He also panders today to Wisconsin dairy farmers with a vague vow to stand up to Canada on the matter: "Canada has made business for our dairy farmers in Wisconsin and other border states very difficult. We will not stand for this. Watch!"

He also promotes his daughter / business associate / trade spokeswoman / White House aide: "Proud of @IvankaTrump for her leadership on these important issues. Looking forward to hearing her speak at the W20!" 

Slow-motion Russia probe

More than three months into its probe of Russia election meddling and potential ties to the Trump campaign, the Senate Intelligence Committee has gotten off to a slow start, The Daily Beast reports.

The panel hasn’t assigned any staff to devote full time to the job and no interviews have been conducted with key figures, the report said. The committee has been given the green light for $1.2 million in additional funding over two years for the investigation.

No hurry on health

Last week, there was a flurry of exchanges between the White House and House Republicans to try to revive the Obamacare repeal-and-replace. How’d that go?

“We want to make sure that we’ve got the votes and we’re headed in the right direction before putting some kind of artificial deadline,” said Press Secretary Sean Spicer.

Trump said on Twitter that under the yet-to-be-revealed plan, “premiums will start tumbling down.”

What else is happening:

  • Websites from the State Department and two embassies abroad are carrying a blog post about Trump’s Mar-a-Lago resort. Sen. Ron Wyden (D-Ore.) asked on Twitter why taxpayers are “promoting the president’s private country club.”
  • Trump’s recent interview with The Associated Press included some odd boasts, including this about his appeal for TV viewers: His ratings for a “Face the Nation” appearance were “the highest ... since the World Trade Center came down.”
  • Trump told envoys from the UN Security Council in a White House meeting that it “must be prepared to impose additional and stronger sanctions” to punish North Korea for its nuclear weapons program.
  • Trump spoke from the Oval Office with astronauts aboard the International Space Station.
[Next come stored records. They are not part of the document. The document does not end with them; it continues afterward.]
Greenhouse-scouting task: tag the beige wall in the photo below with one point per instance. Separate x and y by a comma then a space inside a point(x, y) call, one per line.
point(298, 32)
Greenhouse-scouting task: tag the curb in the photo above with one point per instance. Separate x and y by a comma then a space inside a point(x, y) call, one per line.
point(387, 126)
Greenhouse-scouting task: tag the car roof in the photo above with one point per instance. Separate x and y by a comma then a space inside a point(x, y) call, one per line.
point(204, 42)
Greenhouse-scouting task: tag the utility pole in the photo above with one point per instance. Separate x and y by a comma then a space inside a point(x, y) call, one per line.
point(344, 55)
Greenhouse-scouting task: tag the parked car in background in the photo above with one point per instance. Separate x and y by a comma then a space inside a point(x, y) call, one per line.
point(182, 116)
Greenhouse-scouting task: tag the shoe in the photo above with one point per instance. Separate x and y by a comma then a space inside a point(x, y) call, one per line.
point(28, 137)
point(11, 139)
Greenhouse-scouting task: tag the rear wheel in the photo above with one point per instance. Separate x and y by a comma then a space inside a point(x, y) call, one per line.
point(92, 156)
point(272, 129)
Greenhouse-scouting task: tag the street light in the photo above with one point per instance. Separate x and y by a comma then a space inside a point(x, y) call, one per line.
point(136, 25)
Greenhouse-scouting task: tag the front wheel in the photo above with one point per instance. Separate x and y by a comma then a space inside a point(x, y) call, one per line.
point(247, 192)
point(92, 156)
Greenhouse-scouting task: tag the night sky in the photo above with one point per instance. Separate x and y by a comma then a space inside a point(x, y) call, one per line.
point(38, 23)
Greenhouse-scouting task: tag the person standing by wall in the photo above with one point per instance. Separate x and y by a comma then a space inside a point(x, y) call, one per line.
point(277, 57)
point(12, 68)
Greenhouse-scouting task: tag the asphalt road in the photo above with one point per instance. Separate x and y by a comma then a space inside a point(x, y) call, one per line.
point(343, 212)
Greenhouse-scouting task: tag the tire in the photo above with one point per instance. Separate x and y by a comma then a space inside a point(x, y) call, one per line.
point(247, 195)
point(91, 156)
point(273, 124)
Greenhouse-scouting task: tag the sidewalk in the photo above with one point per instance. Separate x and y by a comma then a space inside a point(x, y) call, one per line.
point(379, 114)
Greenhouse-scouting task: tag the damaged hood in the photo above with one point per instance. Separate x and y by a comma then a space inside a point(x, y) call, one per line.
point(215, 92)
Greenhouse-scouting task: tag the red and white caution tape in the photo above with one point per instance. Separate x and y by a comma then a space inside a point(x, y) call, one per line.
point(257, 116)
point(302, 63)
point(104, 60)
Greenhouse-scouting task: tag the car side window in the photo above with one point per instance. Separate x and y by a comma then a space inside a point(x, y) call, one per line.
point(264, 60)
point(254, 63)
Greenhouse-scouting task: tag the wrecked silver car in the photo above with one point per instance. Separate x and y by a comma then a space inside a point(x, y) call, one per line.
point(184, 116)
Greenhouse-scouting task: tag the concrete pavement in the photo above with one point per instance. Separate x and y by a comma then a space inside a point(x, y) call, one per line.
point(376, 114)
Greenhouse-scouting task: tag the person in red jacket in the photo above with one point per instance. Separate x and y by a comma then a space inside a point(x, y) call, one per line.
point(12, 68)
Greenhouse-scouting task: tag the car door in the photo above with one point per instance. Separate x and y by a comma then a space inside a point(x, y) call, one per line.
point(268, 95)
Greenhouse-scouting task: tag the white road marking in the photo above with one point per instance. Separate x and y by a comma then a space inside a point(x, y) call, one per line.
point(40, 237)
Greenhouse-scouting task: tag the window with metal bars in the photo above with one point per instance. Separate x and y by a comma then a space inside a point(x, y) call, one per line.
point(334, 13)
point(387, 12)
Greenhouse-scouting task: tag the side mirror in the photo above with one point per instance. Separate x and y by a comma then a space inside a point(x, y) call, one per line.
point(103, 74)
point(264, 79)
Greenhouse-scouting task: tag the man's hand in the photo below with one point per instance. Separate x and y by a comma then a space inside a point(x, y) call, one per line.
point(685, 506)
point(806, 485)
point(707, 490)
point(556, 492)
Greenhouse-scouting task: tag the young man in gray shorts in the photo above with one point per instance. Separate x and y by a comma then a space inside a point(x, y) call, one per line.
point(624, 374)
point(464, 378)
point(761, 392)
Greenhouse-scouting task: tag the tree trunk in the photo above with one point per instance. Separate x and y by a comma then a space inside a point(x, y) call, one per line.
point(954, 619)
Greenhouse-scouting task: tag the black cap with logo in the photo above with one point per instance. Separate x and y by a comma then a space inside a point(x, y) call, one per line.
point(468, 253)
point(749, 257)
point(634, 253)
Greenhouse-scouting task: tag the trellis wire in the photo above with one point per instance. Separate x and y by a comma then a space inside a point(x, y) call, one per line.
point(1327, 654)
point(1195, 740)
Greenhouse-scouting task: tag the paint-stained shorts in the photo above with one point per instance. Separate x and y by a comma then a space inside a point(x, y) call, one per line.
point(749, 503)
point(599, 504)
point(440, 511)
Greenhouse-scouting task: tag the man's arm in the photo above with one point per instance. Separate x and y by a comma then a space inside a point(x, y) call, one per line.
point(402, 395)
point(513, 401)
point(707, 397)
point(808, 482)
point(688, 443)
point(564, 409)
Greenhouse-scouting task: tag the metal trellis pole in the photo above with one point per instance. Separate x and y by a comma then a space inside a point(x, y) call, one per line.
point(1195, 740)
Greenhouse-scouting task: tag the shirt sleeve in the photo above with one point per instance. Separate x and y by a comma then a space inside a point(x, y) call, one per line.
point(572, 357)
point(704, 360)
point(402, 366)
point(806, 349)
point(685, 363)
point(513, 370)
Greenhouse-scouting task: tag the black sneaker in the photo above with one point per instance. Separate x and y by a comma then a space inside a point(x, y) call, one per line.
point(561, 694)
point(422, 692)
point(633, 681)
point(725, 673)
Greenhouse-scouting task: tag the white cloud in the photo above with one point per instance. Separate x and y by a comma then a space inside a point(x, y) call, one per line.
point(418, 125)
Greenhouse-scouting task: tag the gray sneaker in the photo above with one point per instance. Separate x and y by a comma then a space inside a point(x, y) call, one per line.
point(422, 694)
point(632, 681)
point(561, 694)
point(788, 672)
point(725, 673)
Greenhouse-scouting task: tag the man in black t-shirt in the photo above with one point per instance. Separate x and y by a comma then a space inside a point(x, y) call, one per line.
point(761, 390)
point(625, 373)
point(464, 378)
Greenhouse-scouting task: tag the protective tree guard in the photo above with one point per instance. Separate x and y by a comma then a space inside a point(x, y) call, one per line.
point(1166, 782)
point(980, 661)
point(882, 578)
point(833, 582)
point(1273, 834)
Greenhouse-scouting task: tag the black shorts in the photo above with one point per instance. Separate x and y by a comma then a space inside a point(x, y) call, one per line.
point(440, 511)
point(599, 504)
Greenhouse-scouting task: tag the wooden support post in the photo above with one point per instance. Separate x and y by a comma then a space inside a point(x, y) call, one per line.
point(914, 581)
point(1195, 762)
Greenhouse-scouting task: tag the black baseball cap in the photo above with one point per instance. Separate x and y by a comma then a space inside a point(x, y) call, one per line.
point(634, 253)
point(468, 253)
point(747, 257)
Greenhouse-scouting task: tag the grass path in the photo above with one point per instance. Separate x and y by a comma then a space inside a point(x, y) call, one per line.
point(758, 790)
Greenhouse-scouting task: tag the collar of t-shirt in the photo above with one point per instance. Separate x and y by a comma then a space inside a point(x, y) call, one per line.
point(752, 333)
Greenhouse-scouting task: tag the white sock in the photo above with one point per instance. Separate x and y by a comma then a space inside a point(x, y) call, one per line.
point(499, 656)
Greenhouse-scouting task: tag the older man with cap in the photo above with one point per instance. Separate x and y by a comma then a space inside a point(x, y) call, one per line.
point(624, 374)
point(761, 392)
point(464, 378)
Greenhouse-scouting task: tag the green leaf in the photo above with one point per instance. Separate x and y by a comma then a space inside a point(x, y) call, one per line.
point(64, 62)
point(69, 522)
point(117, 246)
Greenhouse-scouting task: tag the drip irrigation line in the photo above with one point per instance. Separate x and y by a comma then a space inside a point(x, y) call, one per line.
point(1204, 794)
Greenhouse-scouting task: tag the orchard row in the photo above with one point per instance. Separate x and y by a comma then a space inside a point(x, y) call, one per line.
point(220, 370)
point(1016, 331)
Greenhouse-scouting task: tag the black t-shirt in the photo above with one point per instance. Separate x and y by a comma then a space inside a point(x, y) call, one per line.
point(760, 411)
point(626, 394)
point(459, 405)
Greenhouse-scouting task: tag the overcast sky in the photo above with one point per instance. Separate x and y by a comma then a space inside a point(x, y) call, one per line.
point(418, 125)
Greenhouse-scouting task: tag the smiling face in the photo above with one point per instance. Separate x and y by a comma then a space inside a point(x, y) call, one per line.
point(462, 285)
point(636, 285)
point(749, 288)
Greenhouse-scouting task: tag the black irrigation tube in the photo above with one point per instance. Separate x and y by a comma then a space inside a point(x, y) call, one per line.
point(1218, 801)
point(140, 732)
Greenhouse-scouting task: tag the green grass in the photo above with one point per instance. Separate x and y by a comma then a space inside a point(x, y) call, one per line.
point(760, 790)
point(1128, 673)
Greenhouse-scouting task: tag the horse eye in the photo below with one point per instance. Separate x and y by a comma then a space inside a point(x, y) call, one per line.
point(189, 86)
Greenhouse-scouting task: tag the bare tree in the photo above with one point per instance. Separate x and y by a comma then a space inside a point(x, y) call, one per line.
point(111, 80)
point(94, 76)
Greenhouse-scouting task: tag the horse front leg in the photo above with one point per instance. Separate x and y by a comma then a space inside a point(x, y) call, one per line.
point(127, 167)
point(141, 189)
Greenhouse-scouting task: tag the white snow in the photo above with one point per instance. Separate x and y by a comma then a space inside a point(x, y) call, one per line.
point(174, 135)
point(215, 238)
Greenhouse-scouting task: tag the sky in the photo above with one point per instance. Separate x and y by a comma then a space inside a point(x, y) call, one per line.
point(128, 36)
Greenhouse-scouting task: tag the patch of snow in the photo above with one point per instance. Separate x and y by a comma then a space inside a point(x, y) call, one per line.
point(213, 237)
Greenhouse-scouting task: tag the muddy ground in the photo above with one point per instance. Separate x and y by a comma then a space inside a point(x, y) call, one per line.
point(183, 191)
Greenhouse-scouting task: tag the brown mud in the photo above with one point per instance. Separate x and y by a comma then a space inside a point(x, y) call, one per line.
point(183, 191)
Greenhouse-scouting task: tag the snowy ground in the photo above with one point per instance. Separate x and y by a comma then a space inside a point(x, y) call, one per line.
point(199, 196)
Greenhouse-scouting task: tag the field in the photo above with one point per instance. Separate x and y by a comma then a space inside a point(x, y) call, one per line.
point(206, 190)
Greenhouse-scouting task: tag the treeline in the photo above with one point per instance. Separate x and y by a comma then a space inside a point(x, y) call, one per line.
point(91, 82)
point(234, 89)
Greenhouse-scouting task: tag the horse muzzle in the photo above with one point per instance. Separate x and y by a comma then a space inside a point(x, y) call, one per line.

Upon being informed by one of them how they drink water obtained from recycled urine, Trump said: “Better you than me.”
  • Former Georgia governor Sonny Perdue was confirmed Monday as Agriculture secretary, but Trump’s Cabinet is not yet complete. Still awaiting votes: Alexander Acosta for labor secretary and Robert E. Lighthizer for trade representative.
  • Republican worries are growing over how Trump’s faltering start and low popularity could affect the party’s prospects in the 2018 midterm elections, Politico reports.